NMCC Faculty Shelfie with Dr. Mattie Burkert

A woman with shoulder-length brown hair and blue eyes wearing a black fabric mask over the bottom half of her face poses in front of a bookshelf.

Mattie Burkert recently joined the Department of English as an Assistant Professor of Digital Humanities.

Mattie Burkert is an Assistant Professor of Digital Humanities in the English Department at UO. Her research investigates the London theater world of the long eighteenth century using a combination of archival and computational approaches. Her essays have appeared in Theatre Journal, Modern Philology, and the edited collection Early Modern Studies after the Digital Turn (Iter, 2016). Her first book, titled Speculative Enterprise: Public Theaters and Financial Markets in London, 1688-1763, is forthcoming from the University of Virginia Press in 2021.
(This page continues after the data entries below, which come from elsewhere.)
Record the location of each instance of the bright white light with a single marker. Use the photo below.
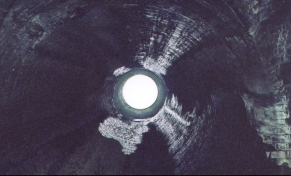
(140, 91)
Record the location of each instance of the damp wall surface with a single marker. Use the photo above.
(57, 57)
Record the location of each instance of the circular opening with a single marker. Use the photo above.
(140, 91)
(139, 94)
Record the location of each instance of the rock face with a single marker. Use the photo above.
(229, 60)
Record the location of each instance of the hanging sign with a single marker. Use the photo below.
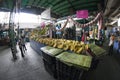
(82, 14)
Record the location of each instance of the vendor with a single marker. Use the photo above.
(58, 32)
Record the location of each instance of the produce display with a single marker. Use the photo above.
(38, 33)
(81, 61)
(75, 46)
(51, 51)
(97, 51)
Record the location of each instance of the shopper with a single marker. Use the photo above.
(21, 47)
(23, 43)
(111, 44)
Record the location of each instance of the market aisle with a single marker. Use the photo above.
(28, 68)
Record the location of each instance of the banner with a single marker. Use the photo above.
(82, 14)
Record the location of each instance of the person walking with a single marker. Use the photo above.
(23, 44)
(111, 44)
(21, 47)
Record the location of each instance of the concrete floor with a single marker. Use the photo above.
(31, 67)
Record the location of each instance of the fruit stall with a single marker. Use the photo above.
(66, 58)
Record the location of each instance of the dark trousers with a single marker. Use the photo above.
(21, 52)
(111, 50)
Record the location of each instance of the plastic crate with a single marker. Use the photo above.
(50, 68)
(67, 72)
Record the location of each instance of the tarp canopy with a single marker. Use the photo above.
(59, 8)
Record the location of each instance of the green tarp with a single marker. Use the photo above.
(77, 60)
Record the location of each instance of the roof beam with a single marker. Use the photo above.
(80, 6)
(75, 3)
(91, 8)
As an Assistant Professor at Utah State University from 2016 to 2020, Burkert led a team that developed the NEH-funded London Stage Database. The project website enables queries into and exploratory statistical analysis of over 52,000 performance events recorded in London between 1659 and 1800. It is also a media archeological project that revives and revitalizes of the London Stage Information Bank, an electronic database of performance records created in the 1970s and previously thought lost. (You can read more about the legacy of the Information Bank in Digital Humanities Quarterly). In keeping with this history, the user interface design foregrounds the data’s numerous transformations, highlighting the invisible labor that went into the Information Bank’s original creation as well as the choices that informed the recovery process. The website launched in July 2019 and has been featured in The Economist and reviewed in ABO: Interactive Journal for Women in the Arts, 1640-1830. Burkert plans to continue adding data and features to this project at UO and hopes to have the opportunity to mentor undergraduate and graduate researchers interested in working on it with her. She imagines a future in which this database, in combination with GIS locations of the London playhouses and visual search technologies, enables gaming and augmented reality experiences that immerse users in a vibrant and under-studied moment in the history of London’s entertainment industry.

Burkert is deeply invested in helping students leverage digital humanities methods to develop new forms of ethical, socially aware scholarship. In a forthcoming state-of-the-field essay, she traces the relationship between the increased attention to issues of identity, equity, and social justice in DH and a set of related methodological turns—away from rhetorics of scale, objectivity, and novelty, and towards an increased focus on the material specificity and social embeddedness of digital data, tools, devices, and infrastructures. This commitment informs her teaching, as well. At USU, she taught a graduate seminar on “The Deep Eighteenth Century” that was selected as a winner of the American Society for Eighteenth-Century Studies Innovative Course Design Competition. In that course, students collaborated to develop a public-facing digital exhibition using the web publishing platform Omeka. Curating materials from USU Special Collections and Archives as well as subscription databases, students created an interactive experience that explored the legacies of this period that continue to haunt the present—from the cultural violence enacted towards indigenous Americans forced to convert to Christianity, to the racist erasure of the Haitian Revolution from popular histories of political Enlightenment. During the 2020-21 academic year, Burkert is teaching undergraduate courses focused on the intersections of race and technology as part of the Digital Humanities minor, and she is grateful to be collaborating with librarians from the DREAM Lab to teach forty people WordPress simultaneously over Zoom (!). She is currently developing a co-taught course on surveillance and labor in the technology industries, as well as a graduate course on media archeology and recovery.

Burkert’s shelfie includes books by other faculty affiliated with the NMCC (Tara Fickle’s The Race Card and Dan Rosenberg’s co-authored Cartographies of Time) and another recent favorite, Elizabeth Losh and Jacqueline Wernimont’s edited collection Bodies of Information: Intersectional Feminism and the Digital Humanities (link is to an open-access e-book). Along similar lines, she also recommends the open-access edition of Catherine D’Ignazio and Lauren F. Klein’s Data Feminism. In her free time, Burkert has been enjoying N. K. Jemisin’s short story collection How Long ‘Til Black Future Month? and the HBO series Lovecraft Country.